The Surfer

Sport has nothing to do with depression

Marcus Trescothick is not the role model for sportsmen or sportswomen who suffer from depression because sport itself has nothing to do with depression, writes James Corrigan in the Independent On Sunday .

Nishi Narayanan
25-Feb-2013
Marcus Trescothick is not the role model for sportsmen or sportswomen who suffer from depression because sport itself has nothing to do with depression, writes James Corrigan in the Independent On Sunday.
Trescothick flew home from India last week with a "stress-related disease" and the ensuing knee-jerkery led to media outlets asking sports stars – ideally, his former team-mates – for their views. After all, they have experienced the "unique pressures" placed on our sporting heroes and are thus qualified to comment. But are they? Aren't they, in fact, the worst qualified to comment, having lived the life and, in their eyes anyway, having survived the strife? On Friday, one former footballer, speaking on one sports channel, opined: "It's especially tougher on cricketers as they are away for months at a time. No one likes being away from their loved ones. Obviously Trescothick suffers very badly in this regard." The inference was that the Somerset batsman was plagued by some intense form of homesickness. The same overture accompanied each and every report.
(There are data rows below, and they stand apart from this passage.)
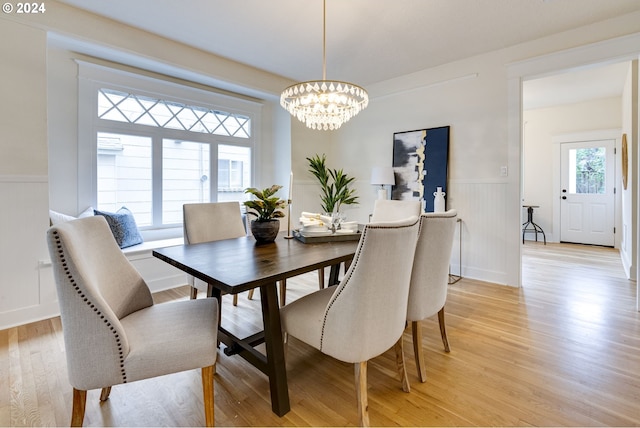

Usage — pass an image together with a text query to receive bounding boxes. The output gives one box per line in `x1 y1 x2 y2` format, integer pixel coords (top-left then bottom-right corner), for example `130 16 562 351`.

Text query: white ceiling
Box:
60 0 640 107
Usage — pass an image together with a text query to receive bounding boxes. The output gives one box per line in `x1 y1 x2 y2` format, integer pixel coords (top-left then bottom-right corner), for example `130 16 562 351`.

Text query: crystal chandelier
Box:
280 0 369 131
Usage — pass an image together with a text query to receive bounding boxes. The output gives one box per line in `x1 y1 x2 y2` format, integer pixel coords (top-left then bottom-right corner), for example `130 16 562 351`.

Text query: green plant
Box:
244 184 287 222
307 154 358 213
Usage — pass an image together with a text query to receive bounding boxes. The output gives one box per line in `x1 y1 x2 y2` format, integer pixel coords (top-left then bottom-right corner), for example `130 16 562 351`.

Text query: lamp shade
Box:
371 166 396 186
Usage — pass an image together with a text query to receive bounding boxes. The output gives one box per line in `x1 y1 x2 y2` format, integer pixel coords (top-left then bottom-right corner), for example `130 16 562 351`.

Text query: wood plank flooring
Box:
0 242 640 426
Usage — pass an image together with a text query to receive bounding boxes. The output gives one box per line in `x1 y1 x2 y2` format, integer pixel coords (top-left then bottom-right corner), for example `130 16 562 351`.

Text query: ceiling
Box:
60 0 640 107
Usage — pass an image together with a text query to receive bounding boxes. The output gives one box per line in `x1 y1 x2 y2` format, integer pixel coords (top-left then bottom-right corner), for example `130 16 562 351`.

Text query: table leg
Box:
260 283 291 416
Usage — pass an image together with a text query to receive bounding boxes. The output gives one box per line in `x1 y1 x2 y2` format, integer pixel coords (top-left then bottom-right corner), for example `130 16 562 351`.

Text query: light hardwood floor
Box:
0 242 640 426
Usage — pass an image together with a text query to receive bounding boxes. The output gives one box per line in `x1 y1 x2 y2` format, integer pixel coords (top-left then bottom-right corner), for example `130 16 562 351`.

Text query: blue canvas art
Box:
391 126 449 212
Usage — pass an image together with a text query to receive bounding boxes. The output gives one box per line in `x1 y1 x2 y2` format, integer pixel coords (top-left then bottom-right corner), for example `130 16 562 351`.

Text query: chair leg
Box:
202 365 216 427
71 388 87 427
411 321 427 382
280 279 287 307
393 336 411 392
100 386 111 401
438 307 451 352
354 361 369 427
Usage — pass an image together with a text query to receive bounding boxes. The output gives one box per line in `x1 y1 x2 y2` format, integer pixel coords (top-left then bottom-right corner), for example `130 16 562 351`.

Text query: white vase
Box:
433 187 446 213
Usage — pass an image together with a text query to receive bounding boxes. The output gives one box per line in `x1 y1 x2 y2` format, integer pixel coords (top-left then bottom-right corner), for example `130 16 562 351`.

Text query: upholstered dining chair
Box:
280 216 419 426
47 216 218 426
182 201 252 306
407 210 457 382
371 199 422 223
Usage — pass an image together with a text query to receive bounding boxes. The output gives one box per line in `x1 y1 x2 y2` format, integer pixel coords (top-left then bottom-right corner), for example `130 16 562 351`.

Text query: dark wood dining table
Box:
153 234 358 416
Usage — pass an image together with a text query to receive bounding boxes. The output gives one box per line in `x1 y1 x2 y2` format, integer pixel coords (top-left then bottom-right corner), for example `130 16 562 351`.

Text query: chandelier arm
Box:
280 0 369 130
322 0 327 80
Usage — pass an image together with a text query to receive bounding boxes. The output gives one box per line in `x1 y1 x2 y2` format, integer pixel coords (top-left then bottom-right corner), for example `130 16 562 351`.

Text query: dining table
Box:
153 233 358 416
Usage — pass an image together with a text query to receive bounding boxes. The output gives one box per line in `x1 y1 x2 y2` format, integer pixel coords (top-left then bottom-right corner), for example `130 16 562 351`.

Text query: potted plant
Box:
244 184 287 243
307 154 358 214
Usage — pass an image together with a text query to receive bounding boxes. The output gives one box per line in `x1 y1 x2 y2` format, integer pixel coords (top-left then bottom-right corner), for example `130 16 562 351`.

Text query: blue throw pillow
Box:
93 207 142 248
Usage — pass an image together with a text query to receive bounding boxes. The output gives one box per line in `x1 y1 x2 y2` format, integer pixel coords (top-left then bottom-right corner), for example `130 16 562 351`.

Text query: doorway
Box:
559 140 616 247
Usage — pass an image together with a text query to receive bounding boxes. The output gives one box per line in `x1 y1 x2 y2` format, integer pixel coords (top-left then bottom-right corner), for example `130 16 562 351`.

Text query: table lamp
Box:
371 166 396 199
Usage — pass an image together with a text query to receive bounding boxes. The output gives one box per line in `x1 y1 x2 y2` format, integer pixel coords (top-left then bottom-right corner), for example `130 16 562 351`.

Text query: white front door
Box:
560 140 615 247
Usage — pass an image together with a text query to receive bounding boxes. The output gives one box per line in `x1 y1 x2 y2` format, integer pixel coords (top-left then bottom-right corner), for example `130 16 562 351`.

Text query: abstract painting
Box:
391 126 449 212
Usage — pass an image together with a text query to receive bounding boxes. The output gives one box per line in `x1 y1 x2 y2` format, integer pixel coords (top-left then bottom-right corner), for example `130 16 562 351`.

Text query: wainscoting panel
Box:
447 180 507 284
291 180 508 284
0 176 52 329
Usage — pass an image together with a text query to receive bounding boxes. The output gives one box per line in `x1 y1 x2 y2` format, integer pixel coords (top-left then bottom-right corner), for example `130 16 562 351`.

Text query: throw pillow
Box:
93 207 143 248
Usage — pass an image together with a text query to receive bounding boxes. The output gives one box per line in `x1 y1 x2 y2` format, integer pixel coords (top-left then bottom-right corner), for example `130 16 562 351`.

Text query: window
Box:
569 147 606 194
79 63 259 229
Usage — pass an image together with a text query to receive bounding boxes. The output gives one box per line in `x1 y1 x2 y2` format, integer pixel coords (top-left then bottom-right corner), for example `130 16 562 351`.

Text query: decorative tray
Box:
292 227 361 244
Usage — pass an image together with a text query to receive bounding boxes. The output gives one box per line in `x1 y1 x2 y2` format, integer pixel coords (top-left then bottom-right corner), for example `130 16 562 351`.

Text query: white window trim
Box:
76 60 263 232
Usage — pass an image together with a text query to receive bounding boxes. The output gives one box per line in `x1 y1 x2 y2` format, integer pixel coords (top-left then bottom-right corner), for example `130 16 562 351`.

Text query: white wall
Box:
522 97 622 242
0 1 291 329
0 0 640 328
618 60 640 280
293 14 640 286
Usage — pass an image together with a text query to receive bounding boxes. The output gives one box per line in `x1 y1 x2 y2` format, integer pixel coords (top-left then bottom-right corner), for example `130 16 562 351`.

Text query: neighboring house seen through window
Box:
81 61 255 229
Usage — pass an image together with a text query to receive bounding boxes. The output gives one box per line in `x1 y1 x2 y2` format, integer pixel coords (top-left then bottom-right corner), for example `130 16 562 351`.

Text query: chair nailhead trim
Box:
53 231 127 383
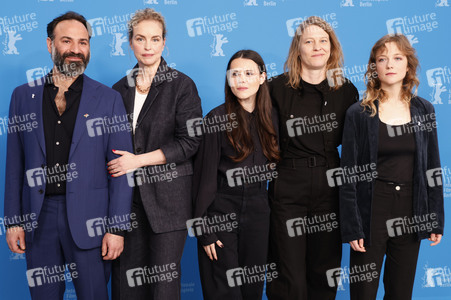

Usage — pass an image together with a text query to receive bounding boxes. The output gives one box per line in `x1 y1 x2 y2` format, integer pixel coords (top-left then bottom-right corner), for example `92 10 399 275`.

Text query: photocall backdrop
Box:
0 0 451 300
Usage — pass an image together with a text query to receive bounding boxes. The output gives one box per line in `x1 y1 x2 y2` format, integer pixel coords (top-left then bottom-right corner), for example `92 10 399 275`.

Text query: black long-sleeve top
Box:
193 104 278 245
42 73 83 195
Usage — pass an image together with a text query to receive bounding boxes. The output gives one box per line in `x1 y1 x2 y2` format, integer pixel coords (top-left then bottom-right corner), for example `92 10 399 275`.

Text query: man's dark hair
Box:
47 11 92 41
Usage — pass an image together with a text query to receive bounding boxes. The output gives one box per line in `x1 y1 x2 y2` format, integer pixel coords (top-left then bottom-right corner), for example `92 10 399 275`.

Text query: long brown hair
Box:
361 34 420 117
284 16 344 89
225 50 280 162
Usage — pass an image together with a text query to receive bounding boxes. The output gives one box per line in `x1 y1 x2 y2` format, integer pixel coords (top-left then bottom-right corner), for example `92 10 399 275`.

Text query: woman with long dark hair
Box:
267 17 358 300
340 34 444 300
193 50 279 300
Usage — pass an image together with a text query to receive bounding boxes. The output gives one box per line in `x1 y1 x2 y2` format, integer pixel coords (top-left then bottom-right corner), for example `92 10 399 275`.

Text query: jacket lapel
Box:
31 83 46 157
370 102 379 162
69 74 97 159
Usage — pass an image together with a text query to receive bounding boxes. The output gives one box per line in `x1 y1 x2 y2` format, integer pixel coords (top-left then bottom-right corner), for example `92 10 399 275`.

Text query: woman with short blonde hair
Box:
267 16 358 300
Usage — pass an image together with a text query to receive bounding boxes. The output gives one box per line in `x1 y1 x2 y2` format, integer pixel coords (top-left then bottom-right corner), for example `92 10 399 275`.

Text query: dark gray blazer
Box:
340 97 444 245
113 58 202 233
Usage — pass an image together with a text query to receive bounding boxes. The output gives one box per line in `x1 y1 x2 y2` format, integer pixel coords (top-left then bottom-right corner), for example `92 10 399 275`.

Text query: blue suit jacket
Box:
5 75 133 249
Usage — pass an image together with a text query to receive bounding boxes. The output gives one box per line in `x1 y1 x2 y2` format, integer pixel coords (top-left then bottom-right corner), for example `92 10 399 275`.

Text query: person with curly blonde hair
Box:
340 34 444 300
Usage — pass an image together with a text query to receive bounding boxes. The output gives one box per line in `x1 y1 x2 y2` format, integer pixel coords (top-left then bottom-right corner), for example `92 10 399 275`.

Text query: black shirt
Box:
193 104 278 245
42 73 83 195
376 120 416 183
284 80 326 158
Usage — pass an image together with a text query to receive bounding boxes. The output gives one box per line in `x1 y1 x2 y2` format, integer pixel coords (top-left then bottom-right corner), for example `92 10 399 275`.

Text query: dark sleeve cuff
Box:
197 233 218 246
107 227 125 237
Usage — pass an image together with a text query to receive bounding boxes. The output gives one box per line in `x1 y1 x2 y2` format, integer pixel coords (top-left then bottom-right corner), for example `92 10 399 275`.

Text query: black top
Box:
339 96 445 246
42 73 83 195
376 120 415 183
269 73 359 168
284 81 333 158
193 104 278 245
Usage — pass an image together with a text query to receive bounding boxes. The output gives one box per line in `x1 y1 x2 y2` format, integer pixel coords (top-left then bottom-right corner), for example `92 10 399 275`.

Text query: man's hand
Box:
6 226 25 254
102 233 124 260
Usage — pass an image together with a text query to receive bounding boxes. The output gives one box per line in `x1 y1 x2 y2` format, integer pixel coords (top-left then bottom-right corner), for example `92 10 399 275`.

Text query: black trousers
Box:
197 183 269 300
266 160 342 300
111 188 187 300
350 180 420 300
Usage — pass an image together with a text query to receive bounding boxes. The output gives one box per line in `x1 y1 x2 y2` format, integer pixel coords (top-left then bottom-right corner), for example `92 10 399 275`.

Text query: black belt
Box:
376 178 412 186
279 156 327 168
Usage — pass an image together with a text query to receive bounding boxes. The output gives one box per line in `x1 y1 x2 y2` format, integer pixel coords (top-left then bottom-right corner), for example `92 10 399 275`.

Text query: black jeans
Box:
350 180 420 300
266 160 342 300
197 182 275 300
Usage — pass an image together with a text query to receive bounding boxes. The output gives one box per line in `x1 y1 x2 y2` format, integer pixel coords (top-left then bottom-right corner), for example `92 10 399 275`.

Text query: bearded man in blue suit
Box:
5 12 133 300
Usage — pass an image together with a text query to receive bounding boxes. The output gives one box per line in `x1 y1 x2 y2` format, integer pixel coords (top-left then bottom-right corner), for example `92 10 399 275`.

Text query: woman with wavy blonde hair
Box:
340 35 444 300
267 16 358 300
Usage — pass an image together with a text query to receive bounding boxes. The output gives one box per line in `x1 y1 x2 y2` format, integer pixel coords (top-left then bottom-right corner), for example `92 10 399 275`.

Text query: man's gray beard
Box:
52 43 91 77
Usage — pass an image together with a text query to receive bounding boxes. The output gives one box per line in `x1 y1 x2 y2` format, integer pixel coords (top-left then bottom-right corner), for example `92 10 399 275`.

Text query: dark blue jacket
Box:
5 75 132 249
340 97 444 245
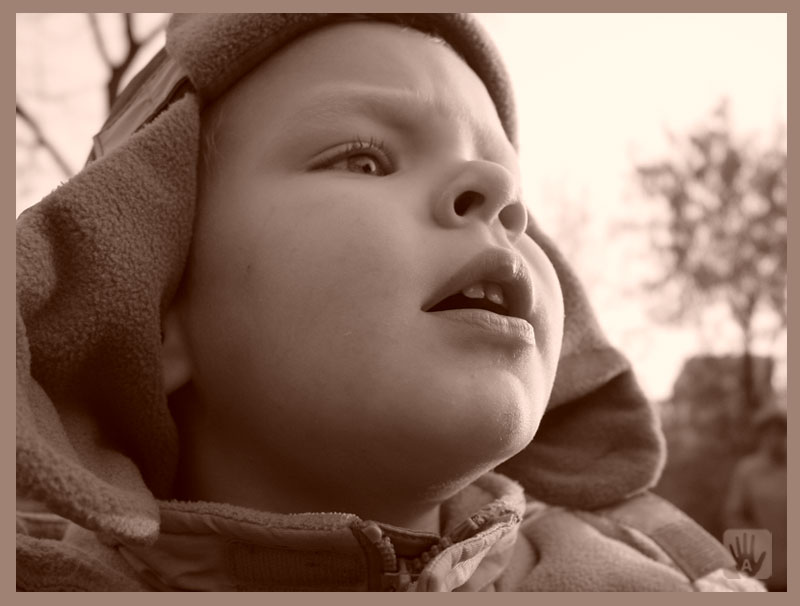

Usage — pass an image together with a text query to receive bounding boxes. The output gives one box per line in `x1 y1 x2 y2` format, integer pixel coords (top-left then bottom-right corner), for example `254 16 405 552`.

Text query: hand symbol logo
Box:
728 533 767 577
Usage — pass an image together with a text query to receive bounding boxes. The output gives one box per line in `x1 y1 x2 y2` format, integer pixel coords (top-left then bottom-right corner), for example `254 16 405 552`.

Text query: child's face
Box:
173 23 563 506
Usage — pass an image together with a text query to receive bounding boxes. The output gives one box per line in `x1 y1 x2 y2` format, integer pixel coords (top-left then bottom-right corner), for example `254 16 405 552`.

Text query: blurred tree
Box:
16 13 166 190
87 13 167 110
636 101 787 417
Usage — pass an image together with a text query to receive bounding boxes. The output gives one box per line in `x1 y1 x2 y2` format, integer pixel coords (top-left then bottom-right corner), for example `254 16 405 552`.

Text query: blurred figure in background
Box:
724 408 786 591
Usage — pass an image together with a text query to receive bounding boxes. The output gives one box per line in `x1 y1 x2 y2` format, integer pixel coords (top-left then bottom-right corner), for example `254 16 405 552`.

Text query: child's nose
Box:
434 160 528 240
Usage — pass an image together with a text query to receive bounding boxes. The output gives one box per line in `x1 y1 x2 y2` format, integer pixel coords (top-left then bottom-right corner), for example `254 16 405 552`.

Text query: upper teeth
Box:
461 282 505 306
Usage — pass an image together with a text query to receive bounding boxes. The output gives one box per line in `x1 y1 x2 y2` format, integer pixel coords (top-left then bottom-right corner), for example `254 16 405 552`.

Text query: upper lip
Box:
422 248 533 324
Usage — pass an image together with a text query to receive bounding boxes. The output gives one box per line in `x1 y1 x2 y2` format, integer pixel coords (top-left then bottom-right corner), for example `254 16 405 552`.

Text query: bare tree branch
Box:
17 101 74 177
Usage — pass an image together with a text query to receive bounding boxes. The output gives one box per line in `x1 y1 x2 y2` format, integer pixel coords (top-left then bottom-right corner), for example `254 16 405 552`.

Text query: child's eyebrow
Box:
276 86 514 163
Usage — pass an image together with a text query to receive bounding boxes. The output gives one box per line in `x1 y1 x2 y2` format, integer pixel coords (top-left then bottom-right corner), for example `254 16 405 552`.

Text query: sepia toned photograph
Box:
16 13 788 592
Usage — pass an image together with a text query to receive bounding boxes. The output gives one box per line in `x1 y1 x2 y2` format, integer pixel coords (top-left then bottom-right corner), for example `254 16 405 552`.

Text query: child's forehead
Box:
206 21 516 160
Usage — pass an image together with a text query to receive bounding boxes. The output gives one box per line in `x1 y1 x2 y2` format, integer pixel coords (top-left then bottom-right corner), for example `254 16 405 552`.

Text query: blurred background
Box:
16 13 787 588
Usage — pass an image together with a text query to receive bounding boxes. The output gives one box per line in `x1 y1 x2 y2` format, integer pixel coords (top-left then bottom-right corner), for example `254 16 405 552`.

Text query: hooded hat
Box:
16 13 663 543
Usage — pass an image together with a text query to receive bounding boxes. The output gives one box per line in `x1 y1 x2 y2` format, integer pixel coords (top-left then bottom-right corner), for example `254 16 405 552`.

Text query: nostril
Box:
453 191 484 217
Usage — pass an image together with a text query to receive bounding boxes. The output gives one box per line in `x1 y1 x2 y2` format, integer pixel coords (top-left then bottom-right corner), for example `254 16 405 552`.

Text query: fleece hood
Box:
16 13 663 543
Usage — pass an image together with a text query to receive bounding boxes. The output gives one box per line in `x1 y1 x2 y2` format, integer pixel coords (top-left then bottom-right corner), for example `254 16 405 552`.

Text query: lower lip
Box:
429 309 536 345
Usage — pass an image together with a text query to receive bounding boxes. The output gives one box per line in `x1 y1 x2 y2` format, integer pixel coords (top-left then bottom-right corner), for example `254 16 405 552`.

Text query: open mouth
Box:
427 282 510 316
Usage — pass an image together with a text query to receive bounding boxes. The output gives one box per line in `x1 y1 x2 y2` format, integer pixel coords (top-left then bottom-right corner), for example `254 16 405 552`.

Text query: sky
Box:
16 13 787 399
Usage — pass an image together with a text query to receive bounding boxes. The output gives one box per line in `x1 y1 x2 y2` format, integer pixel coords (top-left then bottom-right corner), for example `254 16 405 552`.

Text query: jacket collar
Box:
112 473 525 591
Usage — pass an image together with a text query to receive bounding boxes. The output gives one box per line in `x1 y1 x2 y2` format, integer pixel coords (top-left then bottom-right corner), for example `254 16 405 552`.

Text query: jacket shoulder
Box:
17 517 147 591
516 493 763 591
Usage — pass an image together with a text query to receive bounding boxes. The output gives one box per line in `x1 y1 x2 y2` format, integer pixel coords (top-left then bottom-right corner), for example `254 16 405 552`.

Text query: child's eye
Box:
315 139 394 177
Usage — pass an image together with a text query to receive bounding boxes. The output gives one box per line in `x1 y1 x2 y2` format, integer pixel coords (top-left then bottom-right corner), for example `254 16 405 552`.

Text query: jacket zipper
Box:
360 513 513 591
Of course, the descriptions of Trescothick's condition had to be pithy because of space constraints. But in all the shallowness, the insult of him somehow being "weaker" was inevitably cast.
In the Observer Vic Marks writes that Trescothick has broken convention by being a top sportsman who admits to frailties.
One of the most impressive things about Marcus Trescothick over the past couple of years has been his candour. When he was being badgered by the press just before the Oval Test this August he told us about the nightmare that helped confirm his decision not to pursue any sort of fairytale return to the Test team: how he dreamed that he was unable to get his cricket kit out of his bag while the rest of the side were ready and waiting for the team photograph. He did not have to share that with us. He could have just said: "I'm not available."